No era una mañana tan fresca pero llevaba un gran abrigo para no dejar apreciar mis piernas.
Al bajar del auto y agradecer al chofer que me trasladó, fuiste a la primer persona que miré.
Agaché mi cabeza, recordando el mensaje que me envíaste la última vez: \"Sabes que estoy y estaré si me necesitas\"... que vil mentira.
Caminando hacia ti y otras compañeras que me ofrecían un pésame por la muerte de mi abuelo, me miraste con esos ojos cristalinos y optaste por abrazarme. Primer algodón pegado a mi corazón.
Repetiste la frase que venía en ese mensaje y con cordialidad y elegancia, simplemente decidí agradecerte y alejarme. No dejabas de mirarme y soltaste las primeras palabras. Sugeriste la primer conversación en un silencio incómodo y me propusiste sentarme a tu lado en el autobús.
Desde nuestra subida, la plática era cada vez más fluida, y la espontaneidad nos sobraba. No dejabas de frotar tus manos en mis piernas, en mis manos, en mi cara. No dejabas de acariciar mi cabello y observar detalladamente mis labios y mis ojos.

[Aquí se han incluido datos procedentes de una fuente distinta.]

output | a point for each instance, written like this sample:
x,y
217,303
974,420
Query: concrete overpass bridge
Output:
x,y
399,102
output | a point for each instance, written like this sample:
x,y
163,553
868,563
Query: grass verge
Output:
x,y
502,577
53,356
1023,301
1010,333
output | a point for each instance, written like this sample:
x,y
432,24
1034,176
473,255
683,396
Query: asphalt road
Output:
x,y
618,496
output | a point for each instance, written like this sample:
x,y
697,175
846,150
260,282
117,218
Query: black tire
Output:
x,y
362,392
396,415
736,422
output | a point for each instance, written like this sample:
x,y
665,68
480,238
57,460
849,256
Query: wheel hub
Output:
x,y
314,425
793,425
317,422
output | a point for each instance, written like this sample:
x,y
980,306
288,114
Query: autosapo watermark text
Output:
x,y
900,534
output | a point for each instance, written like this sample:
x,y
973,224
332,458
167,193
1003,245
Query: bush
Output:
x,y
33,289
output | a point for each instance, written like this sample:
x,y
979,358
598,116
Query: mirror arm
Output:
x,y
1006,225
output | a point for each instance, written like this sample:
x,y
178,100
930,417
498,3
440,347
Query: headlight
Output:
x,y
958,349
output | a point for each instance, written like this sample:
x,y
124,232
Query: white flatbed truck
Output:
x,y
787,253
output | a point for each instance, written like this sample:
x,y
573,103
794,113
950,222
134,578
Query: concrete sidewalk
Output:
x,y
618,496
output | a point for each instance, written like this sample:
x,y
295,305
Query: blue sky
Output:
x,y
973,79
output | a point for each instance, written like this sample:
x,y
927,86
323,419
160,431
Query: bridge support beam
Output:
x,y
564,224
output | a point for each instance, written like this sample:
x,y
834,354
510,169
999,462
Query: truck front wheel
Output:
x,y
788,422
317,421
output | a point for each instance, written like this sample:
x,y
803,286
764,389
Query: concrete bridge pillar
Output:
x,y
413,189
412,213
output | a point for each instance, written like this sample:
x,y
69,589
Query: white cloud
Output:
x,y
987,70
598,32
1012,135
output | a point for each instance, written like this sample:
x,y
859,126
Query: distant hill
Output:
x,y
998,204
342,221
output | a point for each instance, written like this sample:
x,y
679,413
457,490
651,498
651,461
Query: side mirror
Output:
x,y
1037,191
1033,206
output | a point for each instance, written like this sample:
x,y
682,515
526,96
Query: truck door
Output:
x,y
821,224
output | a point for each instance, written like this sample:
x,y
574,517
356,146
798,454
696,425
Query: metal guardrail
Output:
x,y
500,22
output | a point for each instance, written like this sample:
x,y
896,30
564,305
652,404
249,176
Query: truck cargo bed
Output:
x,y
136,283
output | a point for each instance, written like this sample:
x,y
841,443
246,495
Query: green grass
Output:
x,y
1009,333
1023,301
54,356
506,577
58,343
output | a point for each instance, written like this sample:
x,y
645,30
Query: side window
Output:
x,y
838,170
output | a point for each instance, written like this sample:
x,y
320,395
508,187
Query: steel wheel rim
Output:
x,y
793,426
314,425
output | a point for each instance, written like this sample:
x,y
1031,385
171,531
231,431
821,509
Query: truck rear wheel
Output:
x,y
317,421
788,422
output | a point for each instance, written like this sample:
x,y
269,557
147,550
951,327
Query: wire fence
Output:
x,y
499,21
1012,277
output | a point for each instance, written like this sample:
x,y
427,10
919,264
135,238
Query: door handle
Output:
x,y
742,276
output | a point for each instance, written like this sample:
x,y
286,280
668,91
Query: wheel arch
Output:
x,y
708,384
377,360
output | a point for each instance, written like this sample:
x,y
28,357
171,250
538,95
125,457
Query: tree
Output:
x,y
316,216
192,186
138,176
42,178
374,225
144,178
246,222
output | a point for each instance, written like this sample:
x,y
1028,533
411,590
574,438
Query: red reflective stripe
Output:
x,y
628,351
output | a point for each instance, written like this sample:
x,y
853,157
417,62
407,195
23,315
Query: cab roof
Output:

Comenzamos a hablar de aquello que no queríamos hablar y me confesaste que morías por besarme y extrañabas gran parte de mí. Empezaste a llorar. Segundo algodón pegado al corazón.
Entre estas charlas, tus suspiros parecían ahogarte y no dejabas de tocarme.
Entre más pasaba el tiempo, más seguíamos con este juego de risas, de comentarios, de recuerdos, de lágrimas, de aclarar situaciones, de todo aquello lleno de nosotros, en una esencia purificante. Otros algodones pegados al corazón.
Nos debíamos risas. Nos debíamos miradas. Nos debíamos declaraciones. Nos debíamos los \"te extraño\", nos debíamos escucharnos. Nos debíamos sentirnos. Y nos debíamos un baile. Como en muchas fiestas, muchas noches. Y no dudaste en tomarme la mano y escapar en la primer canción. Nos debíamos varios brindis. Nos debíamos abrazos. Y como lógica, nos debíamos besos. Por eso no dudaste, y cuando decidimos escapar para ir a jugar en los elevadores... robaste lo que pudiste, y tu cuerpo se debilitó, y tus piernas temblaban y tus ojos y tu voz. Y tenías miedo, pero ahí estabas.
Y seguimos con esta rutina de besos, de risas, de caricias. Y también nos debíamos hacernos el amor. Algodones pegados, casi cubriendo todo el corazón.
No lo dudamos y corrimos a ese hotel barato, con una cama incómoda y sábanas frías.
Los besos que nos debíamos fueron la apertura del deseo que se desbordaba por nuestros poros. Siempre voy a adorar tus caricias, que saben exactamente cómo y dónde tocarme. Tus manos que encajan y acepta mi cuerpo y mi piel cuando suelen deslizarse como niños en resbaladillas, con tanta armonía. Como me desnudas lentamente, mientras lo que cada prenda va descubriendo, tus labios van mojando, como si les dijeras \"Bienvenido\".
Me sentí en un sueño, donde nos encontrábamos flotando en una nube que se encontraba a la altura de la tierra. Raspados por nuestras heridas y curándolas como si fuéramos ángeles que con un simple dedo, hacen que desaparezca. Como si nuestros corazones frágiles después de estar dañados, estuvieran cubiertos de algodón; tan suaves, recién curados y con toda la intención de que estén protegidos.
Que dichoso es dejarnos llevar en esta cama, donde no estamos discutiendo, y todo lo que era, dejo de ser. Y todo lo que fuimos volvió a ser.
Por que nuevamente como dos locos, hicimos el amor. Nos debíamos.
Y me acurruqué en tu pecho, y acariciabas mis senos, y mis manos; mi sexo y mi rostro, mi corazón y mi alma. Estábamos sedientos de nosotros. Y en el preciso instante donde estaba tiendo el primer orgasmo, te miré a los ojos, estremeciéndome y arañando tu espalda, agitada en el suspiro y las ganas de gritar, diciendo que te amaba, a ti y a nadie más. Y al finalizar esos 18 segundos intensos de placer, comencé a llorarte a ti, a mi y a lo nuestro, en una cama llena de sangre, de lágrimas, de sudor y de nosotros.
Una cama que era un campo de batalla, y también de tregua. Donde los locos no siempre hacen guerra, sino también el amor. Con corazones en mano cubiertos de algodón.